Introduction of the problem and rationale:
Faced with the prospect of climate change due to global warming, detailed projections of how regional climate may change are needed for policy makers to assess different strategies for adaptation and mitigation. Currently, regional aspects of climate change still faces tremendous uncertainties, both in terms of the ability of global climate models to adequately simulate regional climate, as well as the need of a physically and dynamically consistent long term dataset to assess regional climate variability and to validate climate model simulations. Previous studies, including those by the PI, have shown that previous reanalysis datasets have spurious trends in the statistics of synoptic scale weather systems due to improvements in the observation system over time, and thus are not suitable for the characterization of decadal variability and trends of these systems. The new dataset from the 20th Century Reanalysis Project (20CR) is expected to suffer from less of such time dependent biases because it uses an advanced data assimilation system to assimilate only a single type of observations (surface pressure observations) that had undergone the least changes over time. However, the frequency and quality of observations ingested into 20CR have still undergone significant temporal variations over the 20th Century, thus the quality and consistency of the statistics of synoptic scale weather systems derived from the 20CR still needs to be assessed.

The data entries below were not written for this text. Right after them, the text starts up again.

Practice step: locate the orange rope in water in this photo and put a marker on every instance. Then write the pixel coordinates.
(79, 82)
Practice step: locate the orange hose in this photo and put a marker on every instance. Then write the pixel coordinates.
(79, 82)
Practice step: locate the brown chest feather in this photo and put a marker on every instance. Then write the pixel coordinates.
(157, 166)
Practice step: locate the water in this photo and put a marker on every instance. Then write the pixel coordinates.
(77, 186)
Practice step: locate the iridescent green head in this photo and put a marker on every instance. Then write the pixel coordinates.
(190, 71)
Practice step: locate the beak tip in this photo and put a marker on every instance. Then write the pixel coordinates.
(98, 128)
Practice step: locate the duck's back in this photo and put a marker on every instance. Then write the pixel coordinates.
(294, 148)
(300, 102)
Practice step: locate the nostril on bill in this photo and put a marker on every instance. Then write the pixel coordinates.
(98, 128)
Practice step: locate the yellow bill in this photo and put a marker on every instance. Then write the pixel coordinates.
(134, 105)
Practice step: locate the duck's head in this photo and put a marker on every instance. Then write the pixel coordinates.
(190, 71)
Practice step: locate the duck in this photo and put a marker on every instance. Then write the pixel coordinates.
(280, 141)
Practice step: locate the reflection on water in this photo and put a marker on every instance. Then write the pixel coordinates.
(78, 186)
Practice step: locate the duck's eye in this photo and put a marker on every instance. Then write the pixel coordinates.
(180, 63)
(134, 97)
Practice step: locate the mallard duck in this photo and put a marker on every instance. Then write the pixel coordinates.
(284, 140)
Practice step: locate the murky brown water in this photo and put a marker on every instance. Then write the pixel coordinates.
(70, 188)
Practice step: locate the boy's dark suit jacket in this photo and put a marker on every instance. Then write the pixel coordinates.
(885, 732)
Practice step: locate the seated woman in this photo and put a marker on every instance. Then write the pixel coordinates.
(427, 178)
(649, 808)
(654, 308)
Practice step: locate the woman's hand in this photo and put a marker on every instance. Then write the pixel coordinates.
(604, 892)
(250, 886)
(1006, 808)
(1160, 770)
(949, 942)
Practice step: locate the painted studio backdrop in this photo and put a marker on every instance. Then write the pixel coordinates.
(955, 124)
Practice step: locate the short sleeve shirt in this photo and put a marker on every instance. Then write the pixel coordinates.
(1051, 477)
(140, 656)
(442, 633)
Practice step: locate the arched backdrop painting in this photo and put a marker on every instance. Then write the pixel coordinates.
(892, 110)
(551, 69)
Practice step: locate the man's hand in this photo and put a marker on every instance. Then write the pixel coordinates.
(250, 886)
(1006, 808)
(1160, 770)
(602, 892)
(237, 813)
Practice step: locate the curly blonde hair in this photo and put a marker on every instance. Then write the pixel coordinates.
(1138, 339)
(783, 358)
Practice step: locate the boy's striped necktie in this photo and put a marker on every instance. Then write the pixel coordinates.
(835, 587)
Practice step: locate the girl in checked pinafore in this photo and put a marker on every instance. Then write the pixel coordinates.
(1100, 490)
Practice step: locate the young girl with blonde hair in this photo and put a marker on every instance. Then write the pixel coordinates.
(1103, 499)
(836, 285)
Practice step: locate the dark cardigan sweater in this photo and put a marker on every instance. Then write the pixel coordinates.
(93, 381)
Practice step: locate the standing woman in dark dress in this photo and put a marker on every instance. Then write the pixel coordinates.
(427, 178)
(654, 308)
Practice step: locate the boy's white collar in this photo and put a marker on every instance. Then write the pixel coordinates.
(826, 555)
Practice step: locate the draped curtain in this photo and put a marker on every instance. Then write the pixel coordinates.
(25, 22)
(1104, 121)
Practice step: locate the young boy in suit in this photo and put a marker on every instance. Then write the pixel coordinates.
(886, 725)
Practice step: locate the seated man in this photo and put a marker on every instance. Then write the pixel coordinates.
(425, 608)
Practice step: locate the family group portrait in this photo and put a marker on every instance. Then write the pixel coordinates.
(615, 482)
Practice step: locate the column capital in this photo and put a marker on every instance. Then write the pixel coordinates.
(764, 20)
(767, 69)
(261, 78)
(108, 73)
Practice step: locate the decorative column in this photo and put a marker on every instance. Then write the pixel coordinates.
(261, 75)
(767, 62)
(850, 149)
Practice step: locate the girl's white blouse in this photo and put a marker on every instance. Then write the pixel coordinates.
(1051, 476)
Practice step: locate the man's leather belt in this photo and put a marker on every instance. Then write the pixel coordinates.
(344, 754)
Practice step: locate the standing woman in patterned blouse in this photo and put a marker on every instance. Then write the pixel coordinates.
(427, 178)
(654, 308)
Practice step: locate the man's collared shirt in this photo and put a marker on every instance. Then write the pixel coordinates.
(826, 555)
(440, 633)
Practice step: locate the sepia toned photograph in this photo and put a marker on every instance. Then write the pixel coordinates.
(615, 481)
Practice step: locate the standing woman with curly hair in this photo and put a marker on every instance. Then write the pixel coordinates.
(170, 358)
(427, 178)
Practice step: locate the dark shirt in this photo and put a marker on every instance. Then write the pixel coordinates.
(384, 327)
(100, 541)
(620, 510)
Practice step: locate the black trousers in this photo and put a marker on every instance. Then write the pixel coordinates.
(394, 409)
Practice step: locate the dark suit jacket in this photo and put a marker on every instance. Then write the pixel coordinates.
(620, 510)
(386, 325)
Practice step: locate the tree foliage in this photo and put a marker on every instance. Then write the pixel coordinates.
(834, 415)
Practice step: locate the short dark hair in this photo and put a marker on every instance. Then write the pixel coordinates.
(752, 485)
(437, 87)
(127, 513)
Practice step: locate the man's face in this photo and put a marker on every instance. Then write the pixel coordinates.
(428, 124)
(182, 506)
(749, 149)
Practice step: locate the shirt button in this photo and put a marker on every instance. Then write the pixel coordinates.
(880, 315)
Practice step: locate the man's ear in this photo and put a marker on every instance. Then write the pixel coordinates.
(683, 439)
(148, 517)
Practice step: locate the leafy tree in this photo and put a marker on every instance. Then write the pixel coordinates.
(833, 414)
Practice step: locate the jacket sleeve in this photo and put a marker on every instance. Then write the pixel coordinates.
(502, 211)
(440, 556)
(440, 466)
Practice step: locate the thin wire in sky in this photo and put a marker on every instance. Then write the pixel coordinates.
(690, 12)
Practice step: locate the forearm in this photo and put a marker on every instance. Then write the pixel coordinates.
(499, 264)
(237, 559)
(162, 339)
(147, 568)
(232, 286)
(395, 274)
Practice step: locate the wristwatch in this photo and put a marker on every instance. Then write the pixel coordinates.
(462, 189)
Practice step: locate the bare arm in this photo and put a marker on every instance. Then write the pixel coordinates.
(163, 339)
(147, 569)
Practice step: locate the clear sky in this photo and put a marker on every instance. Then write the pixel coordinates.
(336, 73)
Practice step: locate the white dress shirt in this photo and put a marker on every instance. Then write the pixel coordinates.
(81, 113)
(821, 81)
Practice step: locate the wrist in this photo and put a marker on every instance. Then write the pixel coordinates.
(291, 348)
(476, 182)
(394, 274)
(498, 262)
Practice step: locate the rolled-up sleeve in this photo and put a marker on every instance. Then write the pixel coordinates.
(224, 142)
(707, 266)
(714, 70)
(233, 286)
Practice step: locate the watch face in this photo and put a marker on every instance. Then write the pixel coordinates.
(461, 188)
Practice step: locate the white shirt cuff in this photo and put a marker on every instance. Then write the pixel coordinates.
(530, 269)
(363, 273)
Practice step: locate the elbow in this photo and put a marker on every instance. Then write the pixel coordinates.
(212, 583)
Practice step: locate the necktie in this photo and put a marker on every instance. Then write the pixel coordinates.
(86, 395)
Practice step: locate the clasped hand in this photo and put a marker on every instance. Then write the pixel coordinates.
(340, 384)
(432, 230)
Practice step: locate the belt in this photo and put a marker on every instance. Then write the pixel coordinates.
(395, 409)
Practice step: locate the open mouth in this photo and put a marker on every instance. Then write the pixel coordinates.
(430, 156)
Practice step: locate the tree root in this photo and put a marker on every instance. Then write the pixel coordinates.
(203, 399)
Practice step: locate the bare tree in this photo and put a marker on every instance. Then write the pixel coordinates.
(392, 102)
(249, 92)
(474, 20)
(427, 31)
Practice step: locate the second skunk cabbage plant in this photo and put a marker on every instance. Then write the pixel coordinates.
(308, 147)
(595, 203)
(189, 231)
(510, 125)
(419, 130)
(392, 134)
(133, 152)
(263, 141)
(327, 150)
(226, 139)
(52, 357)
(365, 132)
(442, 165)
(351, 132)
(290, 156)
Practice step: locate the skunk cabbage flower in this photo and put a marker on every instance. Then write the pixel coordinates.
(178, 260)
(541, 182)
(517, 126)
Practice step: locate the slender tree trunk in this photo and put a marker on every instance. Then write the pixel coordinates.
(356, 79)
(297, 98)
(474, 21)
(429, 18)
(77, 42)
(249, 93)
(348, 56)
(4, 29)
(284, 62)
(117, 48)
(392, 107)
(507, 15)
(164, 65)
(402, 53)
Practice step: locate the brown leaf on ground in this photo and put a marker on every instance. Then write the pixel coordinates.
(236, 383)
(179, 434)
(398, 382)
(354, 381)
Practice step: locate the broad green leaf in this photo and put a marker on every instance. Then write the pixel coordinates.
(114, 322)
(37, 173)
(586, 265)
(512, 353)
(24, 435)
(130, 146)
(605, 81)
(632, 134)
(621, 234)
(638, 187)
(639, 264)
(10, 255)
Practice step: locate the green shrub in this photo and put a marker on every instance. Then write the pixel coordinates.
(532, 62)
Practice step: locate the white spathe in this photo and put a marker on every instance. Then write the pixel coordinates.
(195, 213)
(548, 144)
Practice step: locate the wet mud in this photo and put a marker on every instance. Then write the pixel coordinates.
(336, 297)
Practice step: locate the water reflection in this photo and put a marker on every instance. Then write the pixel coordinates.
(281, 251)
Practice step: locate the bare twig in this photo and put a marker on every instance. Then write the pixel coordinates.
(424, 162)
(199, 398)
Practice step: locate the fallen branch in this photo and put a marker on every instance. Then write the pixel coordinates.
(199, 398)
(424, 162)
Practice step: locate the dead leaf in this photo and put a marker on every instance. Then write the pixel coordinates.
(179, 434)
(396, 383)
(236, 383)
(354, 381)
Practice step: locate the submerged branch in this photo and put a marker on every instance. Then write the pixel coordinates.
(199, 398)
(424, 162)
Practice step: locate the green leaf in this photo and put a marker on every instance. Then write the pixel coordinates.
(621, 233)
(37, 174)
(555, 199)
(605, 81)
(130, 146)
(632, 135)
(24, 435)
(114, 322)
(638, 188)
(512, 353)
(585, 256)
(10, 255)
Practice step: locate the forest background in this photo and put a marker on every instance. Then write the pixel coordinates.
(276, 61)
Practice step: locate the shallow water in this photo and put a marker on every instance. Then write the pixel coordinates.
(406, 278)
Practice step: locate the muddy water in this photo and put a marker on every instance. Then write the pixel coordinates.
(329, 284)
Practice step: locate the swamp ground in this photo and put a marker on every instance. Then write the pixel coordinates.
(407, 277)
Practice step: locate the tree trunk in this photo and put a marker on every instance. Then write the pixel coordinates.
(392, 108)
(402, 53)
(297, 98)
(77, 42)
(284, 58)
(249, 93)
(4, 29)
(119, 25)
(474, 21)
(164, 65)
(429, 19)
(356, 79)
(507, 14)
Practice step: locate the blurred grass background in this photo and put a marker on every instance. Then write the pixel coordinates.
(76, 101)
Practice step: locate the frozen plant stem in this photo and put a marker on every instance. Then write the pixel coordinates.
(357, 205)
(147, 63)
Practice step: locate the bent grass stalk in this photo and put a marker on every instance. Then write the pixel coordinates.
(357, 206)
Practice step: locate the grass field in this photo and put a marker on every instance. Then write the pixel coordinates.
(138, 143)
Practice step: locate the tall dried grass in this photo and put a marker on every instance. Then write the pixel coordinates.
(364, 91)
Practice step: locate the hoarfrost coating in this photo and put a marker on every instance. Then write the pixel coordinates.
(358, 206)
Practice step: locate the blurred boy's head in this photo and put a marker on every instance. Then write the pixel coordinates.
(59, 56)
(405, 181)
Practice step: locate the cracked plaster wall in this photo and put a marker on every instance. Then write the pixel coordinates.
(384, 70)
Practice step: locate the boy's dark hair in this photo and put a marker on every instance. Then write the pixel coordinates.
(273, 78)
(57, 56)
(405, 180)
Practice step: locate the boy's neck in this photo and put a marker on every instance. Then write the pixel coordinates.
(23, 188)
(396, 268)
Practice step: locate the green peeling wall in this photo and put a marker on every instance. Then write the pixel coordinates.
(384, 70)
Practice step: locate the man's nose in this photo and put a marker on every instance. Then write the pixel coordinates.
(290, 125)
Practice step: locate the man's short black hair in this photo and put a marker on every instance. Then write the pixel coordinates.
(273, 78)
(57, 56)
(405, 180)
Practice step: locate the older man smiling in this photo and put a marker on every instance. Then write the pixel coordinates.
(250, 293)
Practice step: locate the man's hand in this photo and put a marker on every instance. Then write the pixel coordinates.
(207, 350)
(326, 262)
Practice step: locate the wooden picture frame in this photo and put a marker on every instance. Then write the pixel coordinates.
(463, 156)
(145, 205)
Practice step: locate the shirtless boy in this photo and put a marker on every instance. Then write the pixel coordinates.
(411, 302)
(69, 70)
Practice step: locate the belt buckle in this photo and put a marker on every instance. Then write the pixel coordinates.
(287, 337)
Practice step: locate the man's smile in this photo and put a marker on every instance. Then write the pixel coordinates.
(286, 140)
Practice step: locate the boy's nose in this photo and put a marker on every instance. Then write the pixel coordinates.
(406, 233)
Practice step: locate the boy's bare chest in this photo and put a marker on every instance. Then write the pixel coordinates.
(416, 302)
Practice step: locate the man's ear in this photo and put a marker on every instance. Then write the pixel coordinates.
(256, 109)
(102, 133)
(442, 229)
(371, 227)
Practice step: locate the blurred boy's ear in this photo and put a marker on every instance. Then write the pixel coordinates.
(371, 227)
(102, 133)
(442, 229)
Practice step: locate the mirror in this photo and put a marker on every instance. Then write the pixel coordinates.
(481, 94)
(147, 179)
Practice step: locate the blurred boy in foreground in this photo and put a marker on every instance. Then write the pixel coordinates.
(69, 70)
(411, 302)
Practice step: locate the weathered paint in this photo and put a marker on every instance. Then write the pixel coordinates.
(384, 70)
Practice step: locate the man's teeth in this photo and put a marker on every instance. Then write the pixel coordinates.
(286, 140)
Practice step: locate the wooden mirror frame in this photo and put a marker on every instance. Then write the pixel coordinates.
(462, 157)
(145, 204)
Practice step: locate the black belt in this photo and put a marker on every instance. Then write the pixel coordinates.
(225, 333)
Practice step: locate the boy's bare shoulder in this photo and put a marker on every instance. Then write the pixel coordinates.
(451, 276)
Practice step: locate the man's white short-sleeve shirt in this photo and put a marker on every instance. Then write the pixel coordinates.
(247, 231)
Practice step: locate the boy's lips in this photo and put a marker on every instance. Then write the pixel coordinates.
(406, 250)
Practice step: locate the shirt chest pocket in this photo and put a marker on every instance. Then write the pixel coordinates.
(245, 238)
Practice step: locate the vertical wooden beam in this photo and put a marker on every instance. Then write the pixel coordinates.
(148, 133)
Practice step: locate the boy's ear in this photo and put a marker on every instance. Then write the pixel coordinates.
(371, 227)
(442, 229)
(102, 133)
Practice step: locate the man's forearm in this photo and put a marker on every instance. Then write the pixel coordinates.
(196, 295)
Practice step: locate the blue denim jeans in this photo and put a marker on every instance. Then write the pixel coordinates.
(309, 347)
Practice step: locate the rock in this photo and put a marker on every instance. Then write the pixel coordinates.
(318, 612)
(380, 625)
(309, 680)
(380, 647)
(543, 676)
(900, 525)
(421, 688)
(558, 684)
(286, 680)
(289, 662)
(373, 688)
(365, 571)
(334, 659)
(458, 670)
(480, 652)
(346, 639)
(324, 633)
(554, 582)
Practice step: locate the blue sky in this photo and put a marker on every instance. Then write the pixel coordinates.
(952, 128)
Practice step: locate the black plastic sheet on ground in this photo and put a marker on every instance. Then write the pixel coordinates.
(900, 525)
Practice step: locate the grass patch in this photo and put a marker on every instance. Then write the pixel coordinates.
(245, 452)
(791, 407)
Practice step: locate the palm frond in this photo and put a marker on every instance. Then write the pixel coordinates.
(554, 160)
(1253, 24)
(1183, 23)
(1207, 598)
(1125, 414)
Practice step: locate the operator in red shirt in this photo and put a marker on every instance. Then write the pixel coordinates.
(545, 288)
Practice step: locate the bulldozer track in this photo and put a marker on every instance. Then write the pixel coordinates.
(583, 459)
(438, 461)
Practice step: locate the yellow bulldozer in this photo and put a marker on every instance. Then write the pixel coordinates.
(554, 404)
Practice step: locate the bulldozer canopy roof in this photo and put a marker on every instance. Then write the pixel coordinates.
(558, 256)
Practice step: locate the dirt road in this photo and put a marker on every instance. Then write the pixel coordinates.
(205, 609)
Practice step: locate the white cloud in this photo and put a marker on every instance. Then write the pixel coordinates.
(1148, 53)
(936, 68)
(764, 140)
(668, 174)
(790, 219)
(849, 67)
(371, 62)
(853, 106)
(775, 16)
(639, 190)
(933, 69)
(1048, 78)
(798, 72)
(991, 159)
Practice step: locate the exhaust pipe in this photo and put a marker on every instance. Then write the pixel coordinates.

Brief summary of work to be completed:
The statistics of synoptic scale weather systems, in terms of variance/covariance statistics of mean sea level pressure and other quantities such as geopotential height, meridional wind, and temperature, will be derived from 20CR and compared directly to similar statistics derived from surface ship and upper-air radiosonde observations to assess the quality and consistency of such statistics derived from the 20CR. Since variability of synoptic scale weather systems and mean flow variability are closely tied to each other, statistical models will be used to assess whether the relationships between synoptic scale and mean flow variabilities are consistent throughout the 20th Century. Feature tracking statistics (including statistics of surface and upper level cyclones) will be derived from 20CR and compared to those derived from other reanalysis products to assess how changes in the observing system might have affected cyclone statistics. The completion of this project will result in better understanding of past variability of synoptic scale weather systems, and provide climate scientists with an assessment of the period over which synoptic scale variability derived from 20CR is consistent, and climate modelers with a validation of the dataset that they can use to assess climate model simulations, thereby resulting in better understanding of the ability of climate models to simulate and project changes in regional climate, resulting in improved assessment of the projected regional climate change by climate models.